For each input molecule, all conformers are aligned to all reference conformers using the selected method. The single best-scoring conformer (highest shape Tanimoto after alignment) is retained and returned. Input molecules must already have 3D conformers.

Required Inputs
  • query (file): Path to reference molecule file with 3D conformers.
Output Properties
  • alignment_shape_similarity: Shape Tanimoto similarity of the best-aligned conformer.
  • alignment_score: RMSD of the best alignment.
  • alignment_reference: Name of the reference molecule used.
  • alignment_method: Alignment algorithm used.
  • alignment_ref_index: Index of the reference molecule used.
  • alignment_mcs: MCS SMARTS pattern (only present when method is mcs).
Example
workflow.add(
    MoleculeSourceBlock(),
    EnumerateStereoBlock(),
    ConformerGenerationBlock(),
    MoleculeAlignBlock(query="reference.sdf"),
    MoleculeSinkBlock()
)
Mutable Parameters
  • alignment_method: Alignment algorithm (crippen_o3a, mmff_o3a, mcs).

Initialize the molecular alignment block.

Docking

cmxflow.operators.dock.MoleculeDockBlock(**kwargs: Any)

Bases: MoleculeBlock

MoleculeBlock for docking ligands into protein binding sites.

Performs pose optimization using Vinardo scoring with configurable parameter. Supports both rigid-body and flexible (torsional) docking. An optional electrostatic complementarity (EC) term can be enabled via the w_ec parameter to reward charge complementarity.

Required Inputs
  • receptor (file): Path to receptor PDB file.
Output Properties
  • docking_initial_pose_score: Score before optimization.
  • docking_score: Final optimized score (Vinardo + EC adjustment).
  • docking_ec: Electrostatic complementarity value (0.0 when w_ec=0).
  • docking_converged: Whether optimization converged.
Example
workflow.add(
    MoleculeSourceBlock(),
    EnumerateStereoBlock(),
    ConformerGenerationBlock(),
    MoleculeAlignBlock(query="reference.sdf"),
    MoleculeDockBlock(receptor="protein.pdb"),
    MoleculeSinkBlock()
)
Mutable Parameters
  • w_gauss1: Vinardo Gaussian attractive term weight.
  • w_repulsion: Vinardo repulsion term weight.
  • w_hydrophobic: Vinardo hydrophobic term weight.
  • w_hbond: Vinardo hydrogen bond term weight.
  • w_ec: Weight for electrostatic complementarity term (0 = disabled).
  • max_iterations: Maximum optimization iterations.
  • box_size: Translation search box size in Angstroms.
  • rigid: If True, only rigid-body optimization (no torsions).

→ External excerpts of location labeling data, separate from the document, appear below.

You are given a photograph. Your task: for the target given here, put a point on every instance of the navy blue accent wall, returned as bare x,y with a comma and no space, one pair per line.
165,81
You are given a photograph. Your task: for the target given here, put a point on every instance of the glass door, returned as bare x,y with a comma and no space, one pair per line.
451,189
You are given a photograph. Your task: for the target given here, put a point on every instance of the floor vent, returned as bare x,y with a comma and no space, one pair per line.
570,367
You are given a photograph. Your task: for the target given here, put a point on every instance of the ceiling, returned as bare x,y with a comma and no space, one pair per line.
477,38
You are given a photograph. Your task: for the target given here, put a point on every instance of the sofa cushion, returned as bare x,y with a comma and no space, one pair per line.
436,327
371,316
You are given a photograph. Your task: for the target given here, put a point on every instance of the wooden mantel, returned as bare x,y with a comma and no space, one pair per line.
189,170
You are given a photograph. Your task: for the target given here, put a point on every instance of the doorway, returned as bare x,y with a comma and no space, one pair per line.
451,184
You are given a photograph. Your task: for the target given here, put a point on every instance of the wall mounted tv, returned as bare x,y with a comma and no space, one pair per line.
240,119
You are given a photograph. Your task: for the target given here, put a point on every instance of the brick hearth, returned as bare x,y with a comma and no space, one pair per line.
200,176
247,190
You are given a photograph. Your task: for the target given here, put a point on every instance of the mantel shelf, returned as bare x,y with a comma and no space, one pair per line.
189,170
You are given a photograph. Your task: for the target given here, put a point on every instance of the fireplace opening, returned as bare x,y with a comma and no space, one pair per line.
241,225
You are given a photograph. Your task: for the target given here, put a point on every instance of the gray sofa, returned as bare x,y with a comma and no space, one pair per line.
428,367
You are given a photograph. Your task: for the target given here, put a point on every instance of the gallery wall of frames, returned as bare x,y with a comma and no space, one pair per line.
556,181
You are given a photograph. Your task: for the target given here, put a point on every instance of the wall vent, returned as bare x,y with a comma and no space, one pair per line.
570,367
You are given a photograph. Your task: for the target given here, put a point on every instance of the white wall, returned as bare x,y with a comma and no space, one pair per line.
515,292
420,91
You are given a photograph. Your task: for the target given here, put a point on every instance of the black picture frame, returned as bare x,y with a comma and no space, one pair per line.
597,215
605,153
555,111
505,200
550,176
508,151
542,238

Initialize the molecular docking block.

Clustering

cmxflow.operators.cluster.RepresentativeClusterBlock(**kwargs: Any)

Bases: MoleculeBlock

Assign molecules to clusters using streaming leader clustering.

For each molecule, computes an ECFP4 fingerprint (or Murcko scaffold fingerprint) and compares it against all existing cluster representatives via Tanimoto similarity. If the best similarity meets the threshold, the molecule joins that cluster; otherwise a new cluster is created. All molecules pass through annotated with cluster metadata.

Output Properties
  • cluster_id: Integer index of the assigned cluster.
  • cluster_representative: SMILES of the cluster's representative molecule.
  • cluster_similarity: Tanimoto similarity to the cluster representative.
Example
workflow.add(
    MoleculeSourceBlock(),
    RepresentativeClusterBlock(),
    MoleculeSinkBlock()
)
Mutable Parameters
  • threshold: Tanimoto similarity threshold for cluster assignment (0.05–0.95).
  • scaffold: If True, cluster by Murcko scaffold fingerprint instead of full molecule.

Initialize the representative cluster block.